The shop doesn’t have another horse like the one Linda bought. It was unglazed, and the others are glazed. Disappointed, Linda goes on to the horse show, where she is taking part, along with her brother Bob and his friend Larry. At the show, they see the mysterious man again, and he apparently steals the broken head of the horse statue that Linda had kept. Bob thinks that maybe the man is some kind of smuggler and that there was something hidden in the head that Linda hadn’t noticed.

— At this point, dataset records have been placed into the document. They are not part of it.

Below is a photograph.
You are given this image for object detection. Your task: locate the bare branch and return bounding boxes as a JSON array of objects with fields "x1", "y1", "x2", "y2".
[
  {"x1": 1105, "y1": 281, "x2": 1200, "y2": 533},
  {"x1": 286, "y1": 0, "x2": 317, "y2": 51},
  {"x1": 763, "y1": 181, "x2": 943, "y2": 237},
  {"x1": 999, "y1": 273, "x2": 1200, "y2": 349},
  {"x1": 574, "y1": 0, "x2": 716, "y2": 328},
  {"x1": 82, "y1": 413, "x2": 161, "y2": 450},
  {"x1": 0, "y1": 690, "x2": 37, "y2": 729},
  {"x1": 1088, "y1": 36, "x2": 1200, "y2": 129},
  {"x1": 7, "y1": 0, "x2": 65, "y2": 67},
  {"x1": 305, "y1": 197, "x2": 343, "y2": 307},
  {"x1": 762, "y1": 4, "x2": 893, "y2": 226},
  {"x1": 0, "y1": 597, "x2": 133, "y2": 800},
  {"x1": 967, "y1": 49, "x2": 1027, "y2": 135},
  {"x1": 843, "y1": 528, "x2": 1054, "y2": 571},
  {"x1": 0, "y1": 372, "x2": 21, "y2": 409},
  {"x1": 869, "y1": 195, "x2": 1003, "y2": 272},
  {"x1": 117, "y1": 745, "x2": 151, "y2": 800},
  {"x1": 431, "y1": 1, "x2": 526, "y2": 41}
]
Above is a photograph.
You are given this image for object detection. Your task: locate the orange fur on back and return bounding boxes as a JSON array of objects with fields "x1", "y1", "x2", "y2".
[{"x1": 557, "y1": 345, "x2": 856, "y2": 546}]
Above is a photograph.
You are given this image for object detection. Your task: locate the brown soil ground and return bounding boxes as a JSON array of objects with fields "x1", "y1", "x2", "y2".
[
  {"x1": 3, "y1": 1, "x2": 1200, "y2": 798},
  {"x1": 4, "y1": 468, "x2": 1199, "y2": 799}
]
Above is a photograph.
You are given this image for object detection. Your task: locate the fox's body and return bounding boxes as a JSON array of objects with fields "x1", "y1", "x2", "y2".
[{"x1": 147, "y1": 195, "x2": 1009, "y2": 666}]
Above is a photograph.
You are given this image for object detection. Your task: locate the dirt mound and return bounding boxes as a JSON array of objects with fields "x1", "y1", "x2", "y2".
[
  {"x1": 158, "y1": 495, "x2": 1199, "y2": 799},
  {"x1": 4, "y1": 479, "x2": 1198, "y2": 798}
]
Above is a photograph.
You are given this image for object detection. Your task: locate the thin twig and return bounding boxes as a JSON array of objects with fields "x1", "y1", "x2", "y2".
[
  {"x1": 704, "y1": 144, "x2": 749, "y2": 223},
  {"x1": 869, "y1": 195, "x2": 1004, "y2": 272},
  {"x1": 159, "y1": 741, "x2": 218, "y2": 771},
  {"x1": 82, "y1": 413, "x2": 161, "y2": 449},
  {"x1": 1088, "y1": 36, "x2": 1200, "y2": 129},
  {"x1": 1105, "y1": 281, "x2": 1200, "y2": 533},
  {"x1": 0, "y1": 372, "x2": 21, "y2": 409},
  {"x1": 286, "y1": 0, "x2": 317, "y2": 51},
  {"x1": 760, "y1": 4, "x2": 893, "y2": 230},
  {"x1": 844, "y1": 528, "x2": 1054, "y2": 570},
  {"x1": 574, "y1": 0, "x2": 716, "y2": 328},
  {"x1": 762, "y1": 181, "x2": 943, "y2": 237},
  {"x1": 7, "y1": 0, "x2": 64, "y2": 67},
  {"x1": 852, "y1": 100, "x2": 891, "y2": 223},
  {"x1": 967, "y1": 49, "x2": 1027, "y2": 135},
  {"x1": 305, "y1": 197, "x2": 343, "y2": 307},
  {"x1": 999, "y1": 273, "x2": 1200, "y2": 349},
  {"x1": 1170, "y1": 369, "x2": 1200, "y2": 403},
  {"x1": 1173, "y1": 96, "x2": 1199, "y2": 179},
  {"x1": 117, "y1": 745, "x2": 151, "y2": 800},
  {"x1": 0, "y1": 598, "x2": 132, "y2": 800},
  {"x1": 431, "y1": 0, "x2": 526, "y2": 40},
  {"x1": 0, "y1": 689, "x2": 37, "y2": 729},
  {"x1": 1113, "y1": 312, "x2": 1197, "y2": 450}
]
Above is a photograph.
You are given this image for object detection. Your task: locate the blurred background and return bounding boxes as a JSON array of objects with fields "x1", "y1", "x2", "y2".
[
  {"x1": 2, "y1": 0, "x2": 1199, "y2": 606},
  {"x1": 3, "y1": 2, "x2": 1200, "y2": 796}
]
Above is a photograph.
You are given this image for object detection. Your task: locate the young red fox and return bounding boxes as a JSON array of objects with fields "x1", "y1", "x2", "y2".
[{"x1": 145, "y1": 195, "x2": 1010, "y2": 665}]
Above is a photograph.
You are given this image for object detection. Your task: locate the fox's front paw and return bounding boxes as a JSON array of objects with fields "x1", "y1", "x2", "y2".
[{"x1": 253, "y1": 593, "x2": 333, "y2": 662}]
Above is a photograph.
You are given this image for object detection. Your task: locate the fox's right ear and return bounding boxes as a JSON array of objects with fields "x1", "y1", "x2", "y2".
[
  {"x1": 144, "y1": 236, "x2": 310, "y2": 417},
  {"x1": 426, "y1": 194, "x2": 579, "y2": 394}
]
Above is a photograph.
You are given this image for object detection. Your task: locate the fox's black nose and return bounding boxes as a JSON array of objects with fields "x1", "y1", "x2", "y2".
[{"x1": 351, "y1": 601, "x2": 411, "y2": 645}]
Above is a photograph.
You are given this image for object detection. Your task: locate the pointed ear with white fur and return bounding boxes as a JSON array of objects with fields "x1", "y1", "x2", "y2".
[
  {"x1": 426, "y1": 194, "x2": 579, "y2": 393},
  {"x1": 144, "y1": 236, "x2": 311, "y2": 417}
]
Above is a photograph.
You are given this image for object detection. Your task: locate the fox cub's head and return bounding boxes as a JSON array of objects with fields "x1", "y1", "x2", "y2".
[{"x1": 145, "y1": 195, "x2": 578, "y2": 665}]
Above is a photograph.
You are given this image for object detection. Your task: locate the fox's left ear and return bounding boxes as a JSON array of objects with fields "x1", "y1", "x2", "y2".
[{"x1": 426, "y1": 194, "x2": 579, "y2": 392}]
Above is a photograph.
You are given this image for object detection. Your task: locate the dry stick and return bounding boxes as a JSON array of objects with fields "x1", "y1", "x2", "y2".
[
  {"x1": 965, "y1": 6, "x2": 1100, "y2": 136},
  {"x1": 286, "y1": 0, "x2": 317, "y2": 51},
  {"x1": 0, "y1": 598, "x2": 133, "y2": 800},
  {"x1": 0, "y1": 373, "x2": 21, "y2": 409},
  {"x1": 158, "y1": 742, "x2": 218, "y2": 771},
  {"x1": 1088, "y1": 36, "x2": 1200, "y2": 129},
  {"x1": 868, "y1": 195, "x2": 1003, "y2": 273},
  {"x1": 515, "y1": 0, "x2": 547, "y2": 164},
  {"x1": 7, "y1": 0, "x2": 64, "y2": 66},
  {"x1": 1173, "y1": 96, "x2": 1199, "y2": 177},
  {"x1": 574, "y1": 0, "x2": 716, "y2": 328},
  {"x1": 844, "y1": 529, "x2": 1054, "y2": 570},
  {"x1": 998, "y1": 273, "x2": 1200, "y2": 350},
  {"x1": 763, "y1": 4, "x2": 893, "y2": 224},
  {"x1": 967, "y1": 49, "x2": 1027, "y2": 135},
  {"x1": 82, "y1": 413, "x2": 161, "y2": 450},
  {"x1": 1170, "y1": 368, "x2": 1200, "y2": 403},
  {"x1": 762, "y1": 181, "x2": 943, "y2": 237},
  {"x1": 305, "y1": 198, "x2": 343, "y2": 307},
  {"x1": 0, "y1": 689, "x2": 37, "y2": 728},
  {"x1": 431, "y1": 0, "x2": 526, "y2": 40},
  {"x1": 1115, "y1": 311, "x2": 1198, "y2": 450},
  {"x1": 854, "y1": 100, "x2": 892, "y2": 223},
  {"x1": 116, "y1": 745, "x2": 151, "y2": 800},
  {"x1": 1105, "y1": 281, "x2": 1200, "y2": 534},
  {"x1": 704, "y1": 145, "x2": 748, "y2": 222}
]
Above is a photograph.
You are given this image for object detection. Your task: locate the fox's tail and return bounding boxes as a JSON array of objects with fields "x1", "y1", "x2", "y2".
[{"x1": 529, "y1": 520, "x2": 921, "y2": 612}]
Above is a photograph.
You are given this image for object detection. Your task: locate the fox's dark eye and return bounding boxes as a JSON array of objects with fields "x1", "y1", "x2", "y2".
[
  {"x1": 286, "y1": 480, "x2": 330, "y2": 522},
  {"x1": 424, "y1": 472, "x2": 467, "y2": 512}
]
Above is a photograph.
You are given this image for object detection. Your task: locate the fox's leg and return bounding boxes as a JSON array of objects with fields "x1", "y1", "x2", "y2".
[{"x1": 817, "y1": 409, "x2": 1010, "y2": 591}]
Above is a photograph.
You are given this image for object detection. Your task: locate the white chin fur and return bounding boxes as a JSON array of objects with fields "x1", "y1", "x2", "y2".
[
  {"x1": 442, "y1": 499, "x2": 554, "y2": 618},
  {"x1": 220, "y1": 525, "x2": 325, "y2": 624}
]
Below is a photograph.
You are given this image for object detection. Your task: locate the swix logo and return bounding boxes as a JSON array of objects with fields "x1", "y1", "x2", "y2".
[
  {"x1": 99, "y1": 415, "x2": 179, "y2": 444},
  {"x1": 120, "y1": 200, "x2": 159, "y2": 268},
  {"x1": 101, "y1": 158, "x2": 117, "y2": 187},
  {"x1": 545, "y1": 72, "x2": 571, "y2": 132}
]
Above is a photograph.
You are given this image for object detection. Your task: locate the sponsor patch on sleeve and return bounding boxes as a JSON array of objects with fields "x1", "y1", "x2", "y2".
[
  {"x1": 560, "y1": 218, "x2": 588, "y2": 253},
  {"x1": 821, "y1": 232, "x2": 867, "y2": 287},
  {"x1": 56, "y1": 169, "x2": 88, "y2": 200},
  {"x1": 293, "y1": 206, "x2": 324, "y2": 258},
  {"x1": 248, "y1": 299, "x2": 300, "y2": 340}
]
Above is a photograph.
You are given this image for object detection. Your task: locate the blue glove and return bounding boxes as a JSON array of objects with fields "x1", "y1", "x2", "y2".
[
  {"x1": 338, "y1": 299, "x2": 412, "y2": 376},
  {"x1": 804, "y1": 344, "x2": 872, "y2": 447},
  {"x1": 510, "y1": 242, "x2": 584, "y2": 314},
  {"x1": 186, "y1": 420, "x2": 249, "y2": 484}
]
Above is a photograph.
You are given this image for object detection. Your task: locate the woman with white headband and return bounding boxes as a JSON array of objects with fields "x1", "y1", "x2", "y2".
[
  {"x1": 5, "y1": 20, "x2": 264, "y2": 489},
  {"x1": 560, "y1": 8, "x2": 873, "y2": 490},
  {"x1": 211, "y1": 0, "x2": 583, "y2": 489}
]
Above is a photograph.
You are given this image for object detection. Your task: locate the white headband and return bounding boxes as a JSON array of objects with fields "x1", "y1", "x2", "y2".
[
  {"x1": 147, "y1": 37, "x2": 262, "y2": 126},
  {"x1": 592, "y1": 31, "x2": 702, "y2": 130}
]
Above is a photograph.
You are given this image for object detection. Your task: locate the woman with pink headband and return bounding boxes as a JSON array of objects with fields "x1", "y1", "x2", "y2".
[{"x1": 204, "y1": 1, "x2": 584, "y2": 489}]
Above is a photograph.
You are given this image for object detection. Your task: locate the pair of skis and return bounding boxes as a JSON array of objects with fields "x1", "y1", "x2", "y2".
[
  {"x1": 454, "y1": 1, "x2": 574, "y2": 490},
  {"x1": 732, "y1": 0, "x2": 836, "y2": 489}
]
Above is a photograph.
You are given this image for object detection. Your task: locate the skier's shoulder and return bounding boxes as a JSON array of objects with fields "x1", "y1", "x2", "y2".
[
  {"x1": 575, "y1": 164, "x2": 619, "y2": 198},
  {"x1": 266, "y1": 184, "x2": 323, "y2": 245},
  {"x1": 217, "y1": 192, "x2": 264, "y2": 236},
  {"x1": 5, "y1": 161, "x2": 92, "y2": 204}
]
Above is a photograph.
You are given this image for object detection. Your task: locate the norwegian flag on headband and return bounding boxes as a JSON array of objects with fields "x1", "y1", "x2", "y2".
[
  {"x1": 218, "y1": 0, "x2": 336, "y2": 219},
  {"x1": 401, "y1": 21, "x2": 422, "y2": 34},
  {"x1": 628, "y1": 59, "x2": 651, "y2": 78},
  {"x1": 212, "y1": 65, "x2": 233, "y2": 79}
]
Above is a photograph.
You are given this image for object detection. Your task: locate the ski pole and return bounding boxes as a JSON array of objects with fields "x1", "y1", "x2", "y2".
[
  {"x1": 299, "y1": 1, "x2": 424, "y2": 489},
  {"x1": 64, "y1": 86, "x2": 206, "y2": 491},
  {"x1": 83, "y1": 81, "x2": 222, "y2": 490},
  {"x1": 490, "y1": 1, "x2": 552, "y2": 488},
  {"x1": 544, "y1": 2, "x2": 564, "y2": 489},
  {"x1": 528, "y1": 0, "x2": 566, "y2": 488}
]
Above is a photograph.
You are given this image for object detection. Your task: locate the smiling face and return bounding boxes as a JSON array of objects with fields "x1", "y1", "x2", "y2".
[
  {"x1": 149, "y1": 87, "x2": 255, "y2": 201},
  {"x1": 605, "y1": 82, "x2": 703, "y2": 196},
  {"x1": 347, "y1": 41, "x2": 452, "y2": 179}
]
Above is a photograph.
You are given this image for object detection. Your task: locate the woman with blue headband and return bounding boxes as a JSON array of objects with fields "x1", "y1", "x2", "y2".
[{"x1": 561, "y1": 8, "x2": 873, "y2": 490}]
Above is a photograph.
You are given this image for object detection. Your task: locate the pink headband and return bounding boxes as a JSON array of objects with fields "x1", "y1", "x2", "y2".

Linda goes back to the shop to talk to the owner again, and he tells her that the horse was a special order from Mexico for a man named Rico. Rico said that he was a traveling salesman and that he would collect the horse at the shop, but when he didn’t turn up to get it, the shop owner decided to sell it. Linda asks the shop owner to send her another horse statue like the broken one if one comes into his shop and reports all of this information to the police. Then, when she returns to the horse show, she finds a threatening message, warning her to “Beware. Stay away from C. Sello.” The note is signed with the symbol of an arrowhead, similar to the one on the horse statue. Linda also reports this note to the police, but she can’t resist trying to figure out who C. Sello is and how this person fits into the mystery of the possible smugglers.
Soon after, the shop owner calls Linda to say that another horse statue did come into the shop and that he has sent it to her but now someone has broken into his shop and smashed every horse statue he has. Realizing that what they wanted was not in the shop, the bad guys are soon on Linda’s trail, even kidnapping one of her friends by mistake, thinking that it’s her. They even try to poison Linda’s horse!
At the end of a desert trail, the Mojave Trail, there is a ghost town with sinister characters and old cliff dwellings with Native American petroglyphs that may hold part of the secret to the mystery.
The story contains some anecdotes about California history, which is interesting. I have to admit, though, that I thought that the warning note for Linda was pretty silly. C. Sello turns out to not be a person but a clue about what the smugglers are smuggling, and they didn’t have to tell Linda what it was because she hadn’t heard about it at that point and wouldn’t have any reason to know what they were talking about. If they really wanted to get her to leave them alone, they could have left a more vague warning that didn’t include any clues like “Go home!” or “Go away!”